À medida que os negócios crescem, Kallas tem ganhado projeção nacional. No dia que a reportagem da EXAME foi conhecer o escritório da Cedro, ele tinha um encontro com Romeu Zema, governador de Minas Gerais, e Alexandre Silveira, ministro de Minas e Energia do governo Lula, no conselho estratégico da Fiemg, mas diz não querer mais atuar no setor público, onde começou seus negócios, dependente de concessões e de contratos com governos. Prefere focar em contratos privados, onde pode dar seu ritmo aos negócios.
Além do sucesso como empresário, Kallas investe para ser conhecido pelo trabalho que tem desenvolvido no lado social. A Cedro apoia atualmente mais de 50 entidades de diferentes setores, incluindo uma creche que mantém sozinha e onde atende cerca de 600 crianças.

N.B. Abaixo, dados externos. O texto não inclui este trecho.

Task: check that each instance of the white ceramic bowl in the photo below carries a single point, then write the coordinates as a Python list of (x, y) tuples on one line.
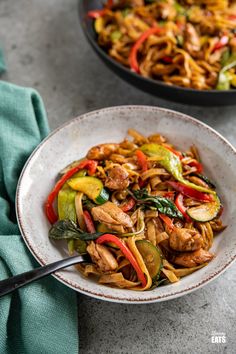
[(71, 142)]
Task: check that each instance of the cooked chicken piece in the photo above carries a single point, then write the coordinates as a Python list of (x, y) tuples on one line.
[(193, 259), (185, 240), (118, 228), (192, 39), (132, 3), (109, 213), (102, 151), (118, 178), (232, 44), (102, 257)]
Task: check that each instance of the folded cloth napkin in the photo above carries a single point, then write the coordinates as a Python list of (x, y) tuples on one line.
[(2, 63), (42, 317)]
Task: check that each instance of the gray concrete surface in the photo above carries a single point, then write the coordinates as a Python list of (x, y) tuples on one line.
[(46, 49)]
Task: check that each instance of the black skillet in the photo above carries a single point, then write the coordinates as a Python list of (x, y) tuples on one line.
[(157, 88)]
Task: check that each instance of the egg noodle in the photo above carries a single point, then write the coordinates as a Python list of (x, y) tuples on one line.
[(185, 43), (141, 209)]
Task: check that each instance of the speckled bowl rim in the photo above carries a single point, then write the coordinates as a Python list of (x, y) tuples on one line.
[(75, 286)]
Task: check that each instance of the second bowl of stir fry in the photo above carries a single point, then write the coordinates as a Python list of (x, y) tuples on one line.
[(144, 212), (163, 45)]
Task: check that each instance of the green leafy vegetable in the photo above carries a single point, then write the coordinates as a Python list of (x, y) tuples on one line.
[(126, 11), (171, 163), (116, 35), (180, 9), (163, 205), (67, 230), (224, 79), (66, 203)]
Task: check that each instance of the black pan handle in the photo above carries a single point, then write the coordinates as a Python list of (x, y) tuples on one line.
[(17, 281)]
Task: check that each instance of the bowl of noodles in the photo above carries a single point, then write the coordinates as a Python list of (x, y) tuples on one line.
[(179, 50), (150, 205)]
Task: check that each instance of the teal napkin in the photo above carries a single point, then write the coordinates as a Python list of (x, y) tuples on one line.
[(42, 317), (2, 63)]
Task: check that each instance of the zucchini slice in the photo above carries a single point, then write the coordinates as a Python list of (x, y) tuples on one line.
[(205, 179), (91, 186), (205, 212), (151, 256)]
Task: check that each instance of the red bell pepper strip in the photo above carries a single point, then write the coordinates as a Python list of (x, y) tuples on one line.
[(127, 253), (167, 59), (198, 166), (89, 222), (169, 194), (177, 153), (180, 205), (134, 50), (128, 205), (190, 192), (96, 13), (90, 165), (141, 183), (221, 43), (168, 221), (109, 3), (142, 160)]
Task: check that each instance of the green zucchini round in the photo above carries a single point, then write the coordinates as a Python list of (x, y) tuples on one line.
[(151, 257), (205, 212)]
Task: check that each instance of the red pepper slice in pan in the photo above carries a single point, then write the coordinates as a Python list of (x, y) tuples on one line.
[(168, 221), (134, 50), (198, 166), (190, 192), (180, 205), (221, 43), (128, 205), (127, 253), (90, 165), (96, 13), (89, 222), (167, 59)]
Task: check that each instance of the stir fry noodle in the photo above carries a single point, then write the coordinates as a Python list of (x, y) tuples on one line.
[(185, 43), (142, 210)]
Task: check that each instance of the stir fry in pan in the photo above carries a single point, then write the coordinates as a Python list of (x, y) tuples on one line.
[(144, 212), (185, 43)]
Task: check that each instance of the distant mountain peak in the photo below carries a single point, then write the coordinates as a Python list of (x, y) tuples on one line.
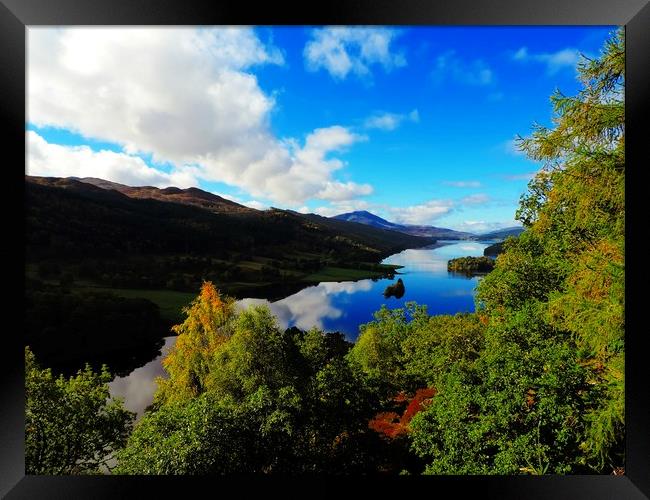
[(368, 218)]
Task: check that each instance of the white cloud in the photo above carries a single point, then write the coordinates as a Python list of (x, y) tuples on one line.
[(184, 96), (555, 61), (511, 147), (475, 199), (311, 306), (463, 184), (421, 214), (390, 121), (520, 177), (450, 66), (53, 160), (345, 50), (342, 207)]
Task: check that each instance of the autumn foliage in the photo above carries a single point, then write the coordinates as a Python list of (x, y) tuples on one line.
[(391, 424)]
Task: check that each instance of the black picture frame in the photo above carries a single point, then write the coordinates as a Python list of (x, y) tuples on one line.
[(16, 15)]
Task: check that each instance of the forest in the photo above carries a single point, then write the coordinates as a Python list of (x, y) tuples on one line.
[(532, 382)]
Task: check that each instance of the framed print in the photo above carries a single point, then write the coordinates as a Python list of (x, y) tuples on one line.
[(369, 243)]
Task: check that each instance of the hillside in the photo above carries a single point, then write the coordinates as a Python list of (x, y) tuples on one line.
[(369, 219), (125, 237), (190, 196)]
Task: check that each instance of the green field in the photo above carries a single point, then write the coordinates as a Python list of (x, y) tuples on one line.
[(170, 302)]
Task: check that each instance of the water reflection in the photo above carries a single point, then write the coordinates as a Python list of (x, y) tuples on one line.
[(309, 307), (344, 306), (138, 387)]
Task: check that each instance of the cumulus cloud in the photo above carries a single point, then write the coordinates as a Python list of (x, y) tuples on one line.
[(184, 96), (450, 66), (475, 199), (422, 214), (390, 121), (520, 177), (342, 207), (511, 147), (463, 184), (53, 160), (351, 50), (554, 61)]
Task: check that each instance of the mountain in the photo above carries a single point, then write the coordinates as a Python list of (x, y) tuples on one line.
[(190, 196), (367, 218), (502, 234), (70, 218)]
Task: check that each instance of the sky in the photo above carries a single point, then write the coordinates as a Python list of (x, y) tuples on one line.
[(414, 124)]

Entre tantos negócios, não dá para saber qual o futuro do império de Lucas Kallas. Seja qual for, será calculado em uma velha calculadora que ele usa para bater os números com os seus sócios e funcionários. Na história que circula pelos corredores do escritório na Cedro no 13º andar do Concordia, enquanto eles levam dias em planilhas e fórmulas, ele chega aos resultados em minutos nas anotações com a calculadora que carrega por todos os cantos.
Questionado sobre o que o levou a chegar aonde está, Kallas não titubeia. "Para chegar aqui, primeiro você precisa ter disciplina e estudar bem os negócios que você está entrando", diz ele. "E até hoje, em todos os negócios que entramos, estamos indo muito bem."